Bobby se aproximó en su quad y apagó las luces. Permanecimos todos inmóviles bajo las estrellas.
—¿Qué hacemos ahora? —dijo Bobby.
—Seguir a Rosie —propuse yo.
—Parece que Rosie va a entrar en aquel nido —comentó él—. ¿Quieres seguirla hasta allí?
—Sí —contesté.
A sugerencia de Mae, recorrimos el resto del camino a pie. Acarreando las mochilas, tardamos prácticamente diez minutos en llegar a las proximidades del nido. Nos detuvimos a unos quince metros de distancia. En el aire se percibía un hedor nauseabundo, un olor putrefacto a descomposición. Era tan intenso que revolvía el estómago. Un leve resplandor verde parecía emanar del interior del nido.
—¿De verdad quieres entrar ahí? —susurró Bobby.
—Todavía no —musitó Mae.
Señaló a un lado. El cuerpo de Rosie ascendía por la pendiente del montículo. Cuando llegó al borde, sus piernas rígidas quedaron apuntando al aire por un momento. Al cabo de un instante el cadáver se decantó y se precipitó en el interior. Pero se detuvo antes de desaparecer por completo; por unos segundos la cabeza permaneció por encima del borde, el brazo extendido como si diera un manotazo al aire. Luego, lentamente, se deslizó y se perdió de vista.
Bobby se estremeció.
—Bien. Vamos —dijo Mae.
Avanzó sin ruido, como de costumbre. Al seguirla, procuré moverme tan silenciosamente como me fue posible. Bobby se abrió paso por el terreno entre crujidos y chasquidos. Mae se detuvo y le lanzó una severa mirada.
Bobby alzó las manos como para decir: ¿qué puedo hacer?
—Vigila donde pisas —susurró Mae.
—Eso hago —contestó él.
—No, no lo haces.
—Está oscuro, no veo nada.
—Verás si te lo propones.
No recordaba haber visto a Mae irritada en ocasiones anteriores, pero ahora estábamos todos bajo presión. El hedor era espantoso. Mae se dio media vuelta y de nuevo avanzó en silencio. Bobby la siguió, haciendo tanto ruido como antes. Apenas unos pasos más adelante, Mae se volvió, levantó la mano y le indicó que parara y se quedara allí.
El movió la cabeza en un gesto de negación. Era evidente que no quería quedarse solo.
Mae lo agarró por el hombro, señaló el suelo con firmeza y masculló:
—Quédate aquí.
—No.
—Conseguirás que acabemos todos muertos.
—Te prometo que iré con cuidado.
Ella negó con la cabeza, señalando el suelo para que él se sentara.
Por fin Bobby se sentó.
Mae me miró.

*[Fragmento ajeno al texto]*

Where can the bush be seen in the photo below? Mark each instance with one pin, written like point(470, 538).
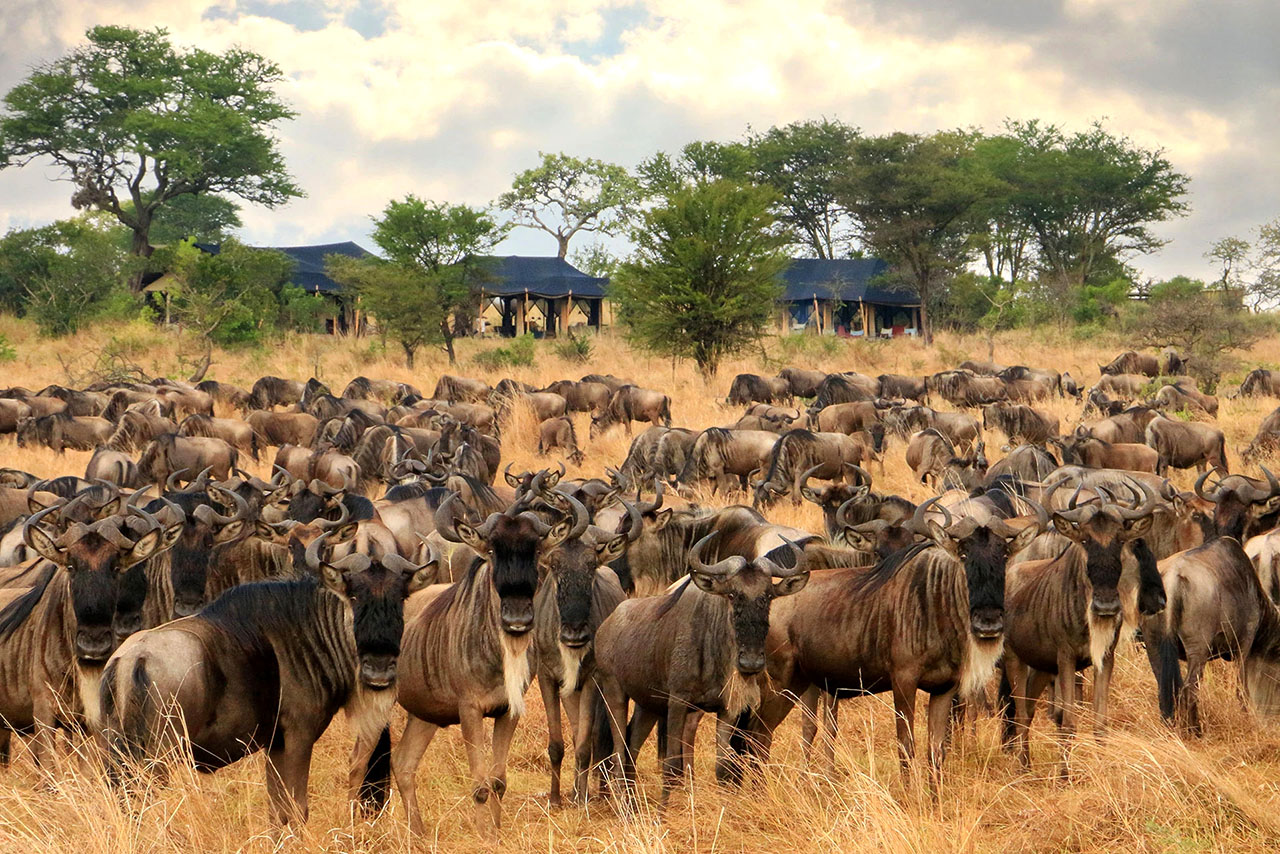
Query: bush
point(517, 354)
point(572, 348)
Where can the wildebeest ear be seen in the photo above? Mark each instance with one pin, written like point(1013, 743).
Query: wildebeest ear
point(1138, 528)
point(790, 584)
point(45, 546)
point(705, 583)
point(142, 549)
point(1066, 528)
point(333, 579)
point(471, 538)
point(942, 539)
point(612, 549)
point(229, 531)
point(170, 535)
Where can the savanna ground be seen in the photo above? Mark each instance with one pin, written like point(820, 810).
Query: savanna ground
point(1139, 790)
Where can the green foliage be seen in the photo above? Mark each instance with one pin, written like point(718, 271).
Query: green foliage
point(405, 300)
point(135, 123)
point(704, 278)
point(231, 298)
point(519, 354)
point(565, 195)
point(65, 274)
point(447, 246)
point(572, 348)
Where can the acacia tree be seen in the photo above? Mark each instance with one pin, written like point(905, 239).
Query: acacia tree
point(565, 195)
point(133, 123)
point(910, 196)
point(448, 245)
point(704, 278)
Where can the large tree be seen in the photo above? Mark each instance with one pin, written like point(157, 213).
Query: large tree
point(1088, 197)
point(448, 245)
point(704, 278)
point(135, 123)
point(910, 197)
point(565, 195)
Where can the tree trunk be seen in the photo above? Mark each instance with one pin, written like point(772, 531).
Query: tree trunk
point(204, 364)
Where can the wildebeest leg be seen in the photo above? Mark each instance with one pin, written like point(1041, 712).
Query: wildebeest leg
point(940, 729)
point(904, 708)
point(673, 758)
point(405, 759)
point(1068, 699)
point(503, 731)
point(554, 734)
point(288, 767)
point(1102, 693)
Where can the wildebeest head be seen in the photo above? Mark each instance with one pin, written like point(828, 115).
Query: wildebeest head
point(512, 543)
point(375, 593)
point(984, 549)
point(1104, 529)
point(1244, 506)
point(749, 588)
point(96, 557)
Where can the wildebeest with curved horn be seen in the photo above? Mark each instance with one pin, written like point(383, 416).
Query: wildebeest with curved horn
point(265, 667)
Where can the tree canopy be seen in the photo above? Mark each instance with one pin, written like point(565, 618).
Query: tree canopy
point(566, 195)
point(135, 123)
point(703, 281)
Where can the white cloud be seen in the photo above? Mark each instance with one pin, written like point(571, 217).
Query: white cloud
point(452, 97)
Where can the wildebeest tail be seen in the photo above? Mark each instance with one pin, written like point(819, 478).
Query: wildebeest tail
point(376, 785)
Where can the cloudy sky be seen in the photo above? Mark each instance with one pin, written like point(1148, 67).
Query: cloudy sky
point(448, 99)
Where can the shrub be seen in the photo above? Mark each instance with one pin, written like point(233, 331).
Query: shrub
point(572, 348)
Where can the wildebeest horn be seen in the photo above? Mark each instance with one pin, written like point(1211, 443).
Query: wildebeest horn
point(781, 571)
point(728, 566)
point(1200, 485)
point(312, 555)
point(917, 521)
point(170, 483)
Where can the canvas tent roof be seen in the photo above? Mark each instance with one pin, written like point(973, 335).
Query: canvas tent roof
point(845, 279)
point(540, 277)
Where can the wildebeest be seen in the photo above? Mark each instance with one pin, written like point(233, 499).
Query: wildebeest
point(1095, 453)
point(1132, 362)
point(1022, 424)
point(720, 455)
point(929, 617)
point(804, 383)
point(1064, 613)
point(266, 667)
point(632, 403)
point(1216, 610)
point(465, 653)
point(821, 455)
point(62, 430)
point(172, 453)
point(698, 649)
point(1260, 382)
point(752, 388)
point(560, 433)
point(1184, 444)
point(935, 460)
point(56, 636)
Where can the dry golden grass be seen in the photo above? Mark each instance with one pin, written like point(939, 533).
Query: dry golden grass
point(1139, 790)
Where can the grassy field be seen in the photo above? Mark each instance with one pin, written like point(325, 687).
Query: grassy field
point(1141, 789)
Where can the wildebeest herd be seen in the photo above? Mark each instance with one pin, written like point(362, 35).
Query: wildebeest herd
point(169, 602)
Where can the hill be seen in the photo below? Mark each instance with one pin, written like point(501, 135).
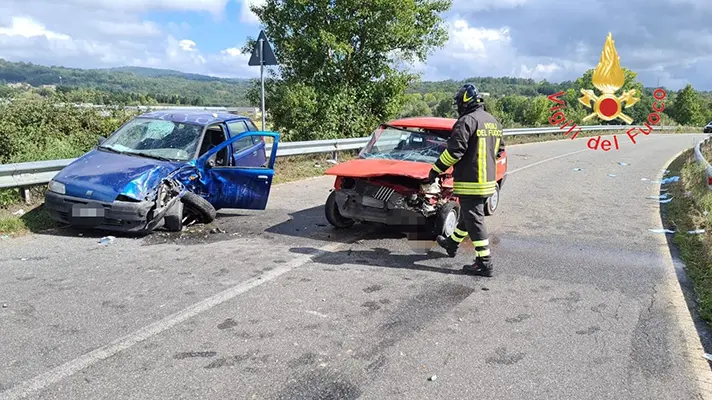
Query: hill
point(164, 86)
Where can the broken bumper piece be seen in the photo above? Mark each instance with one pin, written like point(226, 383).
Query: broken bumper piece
point(123, 216)
point(366, 208)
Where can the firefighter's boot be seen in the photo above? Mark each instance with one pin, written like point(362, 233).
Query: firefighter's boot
point(448, 244)
point(481, 267)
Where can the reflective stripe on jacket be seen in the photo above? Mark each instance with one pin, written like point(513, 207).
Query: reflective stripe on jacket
point(472, 150)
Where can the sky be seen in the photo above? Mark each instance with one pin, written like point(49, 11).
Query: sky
point(667, 42)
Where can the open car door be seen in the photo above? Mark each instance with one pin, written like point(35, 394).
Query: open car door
point(244, 187)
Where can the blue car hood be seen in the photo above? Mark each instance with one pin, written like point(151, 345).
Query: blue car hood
point(102, 176)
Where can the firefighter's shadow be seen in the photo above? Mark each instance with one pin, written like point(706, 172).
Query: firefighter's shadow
point(312, 224)
point(384, 258)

Asentí. Nos pusimos otra vez en marcha. Nos encontrábamos ya a unos siete metros del montículo. El olor era insoportable. Tenía el estómago revuelto; temía vomitar de un momento a otro. Y a esa corta distancia, empezamos a oír el sonido grave y palpitante. Fue sobre todo al oír ese sonido cuando sentí deseos de huir. Pero Mae siguió adelante.
Nos agachamos mientras trepábamos por la pendiente del montículo y al llegar al borde nos echamos a tierra. Veía el rostro de Mae en el resplandor verde procedente del interior. Por alguna razón el hedor ya no me molestaba. Probablemente a causa del miedo.
Mae metió la mano en el bolsillo lateral de la mochila y extrajo una diminuta cámara acoplada a una fina varilla telescópica. Sacó un pequeño monitor y lo colocó en la tierra entre nosotros. Luego deslizó la varilla por encima del borde.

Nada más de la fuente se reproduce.